This website is for Vega-Lite v2. Go to the main Vega-Lite homepage for the latest release.

Data

Edit this page

Akin to Vega’s data model, the basic data model used by Vega-Lite is tabular data, similar to a spreadsheet or a database table. Individual data sets are assumed to contain a collection of records, which may contain any number of named data fields.

Vega-Lite’s data property describes the visualization’s data source as part of the specification, which can be either inline data (values) or a URL from which to load the data (url). Alternatively, we can create an empty, named data source (name), which can be bound at runtime or populated from top-level datasets.

Documentation Overview

Types of Data Sources

Inline Data

Inline Data can be specified using values property. Here is a list of all properties of an inline data source:

Property Type Description
values InlineDataset

Required. The full data set, included inline. This can be an array of objects or primitive values, an object, or a string. Arrays of primitive values are ingested as objects with a data property. Strings are parsed according to the specified format type.

name String

Provide a placeholder name and bind data at runtime.

format DataFormat

An object that specifies the format for parsing the data.

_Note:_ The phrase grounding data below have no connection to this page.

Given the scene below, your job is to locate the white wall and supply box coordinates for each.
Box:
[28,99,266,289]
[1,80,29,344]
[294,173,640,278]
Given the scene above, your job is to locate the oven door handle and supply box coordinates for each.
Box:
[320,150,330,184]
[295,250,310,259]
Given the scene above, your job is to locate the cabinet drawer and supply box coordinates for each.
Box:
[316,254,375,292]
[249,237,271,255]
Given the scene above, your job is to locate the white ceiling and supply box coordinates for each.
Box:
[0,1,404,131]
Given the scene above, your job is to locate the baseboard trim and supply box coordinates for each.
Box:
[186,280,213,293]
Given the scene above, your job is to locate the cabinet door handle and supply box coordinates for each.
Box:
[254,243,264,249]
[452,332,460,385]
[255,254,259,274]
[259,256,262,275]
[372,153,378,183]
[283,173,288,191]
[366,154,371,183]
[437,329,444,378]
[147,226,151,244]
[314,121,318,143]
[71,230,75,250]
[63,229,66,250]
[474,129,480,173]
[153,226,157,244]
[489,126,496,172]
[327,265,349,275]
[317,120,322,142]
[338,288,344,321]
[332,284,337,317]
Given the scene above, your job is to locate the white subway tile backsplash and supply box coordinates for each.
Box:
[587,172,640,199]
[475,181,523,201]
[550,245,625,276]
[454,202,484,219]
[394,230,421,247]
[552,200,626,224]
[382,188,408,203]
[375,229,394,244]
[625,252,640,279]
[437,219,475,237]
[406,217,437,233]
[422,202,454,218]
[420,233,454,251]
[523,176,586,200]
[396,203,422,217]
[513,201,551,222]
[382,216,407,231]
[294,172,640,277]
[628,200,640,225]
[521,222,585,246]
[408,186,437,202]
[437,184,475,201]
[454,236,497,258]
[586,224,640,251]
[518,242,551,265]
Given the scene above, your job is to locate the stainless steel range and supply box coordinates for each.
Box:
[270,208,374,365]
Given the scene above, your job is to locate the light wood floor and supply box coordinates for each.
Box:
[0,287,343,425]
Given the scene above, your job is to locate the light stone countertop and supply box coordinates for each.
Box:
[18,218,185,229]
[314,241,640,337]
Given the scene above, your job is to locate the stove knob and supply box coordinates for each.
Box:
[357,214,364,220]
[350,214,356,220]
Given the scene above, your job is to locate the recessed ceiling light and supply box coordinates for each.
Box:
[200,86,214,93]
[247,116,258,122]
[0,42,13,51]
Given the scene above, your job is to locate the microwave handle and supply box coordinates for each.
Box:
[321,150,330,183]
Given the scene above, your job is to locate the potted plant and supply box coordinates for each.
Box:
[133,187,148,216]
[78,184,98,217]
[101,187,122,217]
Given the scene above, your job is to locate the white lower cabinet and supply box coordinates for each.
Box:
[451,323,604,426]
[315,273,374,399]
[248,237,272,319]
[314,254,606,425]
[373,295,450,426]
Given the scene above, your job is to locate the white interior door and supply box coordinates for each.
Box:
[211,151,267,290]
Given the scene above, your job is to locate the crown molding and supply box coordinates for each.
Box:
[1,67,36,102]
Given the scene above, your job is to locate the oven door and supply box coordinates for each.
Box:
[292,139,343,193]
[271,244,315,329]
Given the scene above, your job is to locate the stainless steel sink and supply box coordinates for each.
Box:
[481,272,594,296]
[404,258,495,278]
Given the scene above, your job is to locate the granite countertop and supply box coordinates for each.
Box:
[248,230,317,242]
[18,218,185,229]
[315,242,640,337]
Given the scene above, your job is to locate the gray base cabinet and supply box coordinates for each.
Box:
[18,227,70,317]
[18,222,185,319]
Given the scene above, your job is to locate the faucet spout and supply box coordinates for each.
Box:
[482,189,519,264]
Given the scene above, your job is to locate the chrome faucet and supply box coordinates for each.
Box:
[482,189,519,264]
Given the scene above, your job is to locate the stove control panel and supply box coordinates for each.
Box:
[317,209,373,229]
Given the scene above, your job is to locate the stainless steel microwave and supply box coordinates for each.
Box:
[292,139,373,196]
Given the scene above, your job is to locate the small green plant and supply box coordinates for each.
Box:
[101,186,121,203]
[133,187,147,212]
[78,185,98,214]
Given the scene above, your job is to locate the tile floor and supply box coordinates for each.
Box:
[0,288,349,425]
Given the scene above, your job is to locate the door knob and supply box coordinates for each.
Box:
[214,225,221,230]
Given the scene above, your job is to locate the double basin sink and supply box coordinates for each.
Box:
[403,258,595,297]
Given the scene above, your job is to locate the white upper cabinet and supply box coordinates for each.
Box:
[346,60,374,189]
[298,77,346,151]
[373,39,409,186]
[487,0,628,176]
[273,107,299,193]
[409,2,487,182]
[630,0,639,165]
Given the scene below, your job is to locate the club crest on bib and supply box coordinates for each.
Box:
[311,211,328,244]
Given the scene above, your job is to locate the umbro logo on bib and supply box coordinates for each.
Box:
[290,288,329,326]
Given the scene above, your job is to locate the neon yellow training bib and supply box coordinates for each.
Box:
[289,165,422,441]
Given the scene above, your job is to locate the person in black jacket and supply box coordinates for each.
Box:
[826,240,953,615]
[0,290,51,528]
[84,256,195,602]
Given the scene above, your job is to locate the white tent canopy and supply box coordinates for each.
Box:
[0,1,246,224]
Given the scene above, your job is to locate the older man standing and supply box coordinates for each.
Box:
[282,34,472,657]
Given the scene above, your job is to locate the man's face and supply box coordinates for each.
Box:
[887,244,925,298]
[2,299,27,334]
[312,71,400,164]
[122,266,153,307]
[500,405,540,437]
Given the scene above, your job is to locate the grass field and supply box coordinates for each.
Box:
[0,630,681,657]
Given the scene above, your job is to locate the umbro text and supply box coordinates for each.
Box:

For example, the following specification embeds an inline data table with nine rows and two columns (a and b).

If the input data is simply an array of primitive values, each value is mapped to the data property of a new object. For example [5, 3, 8, 1] is loaded as:

[ {"data": 5}, {"data": 3}, {"data": 8}, {"data": 1} ]

You can also inline a string that will be parsed according to the specified format type.

Data from URL

Data can be loaded from a URL using the url property. In addition, the format of the input data can be specified using the formatType property. By default Vega-Lite will infer the type from the file extension.

Here is a list of all properties describing a data source from URL:

Property Type Description
url String

Required. An URL from which to load the data set. Use the format.type property to ensure the loaded data is correctly parsed.

name String

Provide a placeholder name and bind data at runtime.

format DataFormat

An object that specifies the format for parsing the data.

For example, the following specification loads data from a relative url: data/cars.json. Note that the format type is implicitly "json" by default.

Named Data Sources

Data can also be added at runtime through the Vega View API. Data sources are referenced by name, which is specified in Vega-Lite with name.

Here is a list of all properties describing a named data source:

Property Type Description
name String

Required. Provide a placeholder name and bind data at runtime.

format DataFormat

An object that specifies the format for parsing the data.

For example, to create a data source named myData, use the following data

{
    "name": "myData"
}

Format

The format object describes the data format and additional parsing instructions.

Property Type Description
type String

Type of input data: "json", "csv", "tsv", "dsv". The default format type is determined by the extension of the file URL. If no extension is detected, "json" will be used by default.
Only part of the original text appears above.